To take the mkdir command even further, you can also choose specific directory permissions by using the following command:

mkdir -m 200 NameOfNewDirectory

The above command created a new directory with permissions allowing for write only, for the owner of the directory. You can learn which permissions are right for your directory, from this article on chmod.

passwd

Passwords are often thought of as a mixed blessing. Remembering how or when to update them, for the sake of keeping security in check, is an even bigger problem. Most users will try to change their passwords from a GUI and usually this works. However, I've found that using the Linux command line to change passwords will not only provide greater success, but also give greater control overall.

To change your own user password, use the following command:

passwd YourUserName

This will prompt you for the new password – press enter. Then you'll be asked to confirm it by retyping it. After hitting enter again, you'll be alerted to the password being updated successfully. The same approach also works for the root user, so long as you know the original root password.

If you need to change your root password, because you forgot it, you can use the following tutorial for Ubuntu users. For other distributions, try this root recovery article.

To enable password aging, where a set password expires and needs to be reset with a new one, follow these commands closely (as root):

nano /etc/login.defs

Locate the section containing PASS_MAX_DAYS 99999.

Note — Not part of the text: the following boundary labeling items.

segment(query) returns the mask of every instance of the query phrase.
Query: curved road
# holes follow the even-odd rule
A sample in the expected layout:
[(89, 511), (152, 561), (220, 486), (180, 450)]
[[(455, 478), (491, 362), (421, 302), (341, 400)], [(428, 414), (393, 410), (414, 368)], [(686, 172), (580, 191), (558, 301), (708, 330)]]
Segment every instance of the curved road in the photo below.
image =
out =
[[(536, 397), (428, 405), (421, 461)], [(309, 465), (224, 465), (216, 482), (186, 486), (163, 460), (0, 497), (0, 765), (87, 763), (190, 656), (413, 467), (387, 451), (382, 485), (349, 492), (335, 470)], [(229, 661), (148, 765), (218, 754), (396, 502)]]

Change PASS_MAX_DAYS 99999 to something reasonable to say, 60 days.

PASS_MAX_DAYS 60

The next setting you'll want to change is how many days ahead of time the user will be alerted to when they need to change their user password. Look for this section, change it to something reasonable like five days. By default, it's already set to seven.

PASS_WARN_AGE 5

You can dive deeper into these settings, but for most situations, this will work just fine for new users being added to a workstation. For existing users however, you will need to use the chage command line tool.

Final thoughts

On the surface, relying on the Linux command line might seem dated and perhaps even silly. But for those of us who understand how versatile and powerful using the command line can be, the list of commands above are a mere sample of the tremendous power available at our finger tips.

Next time you need to create a directory, change a password or even troubleshoot a network connectivity issue, consider using your Linux terminal first. The end result might surprise you.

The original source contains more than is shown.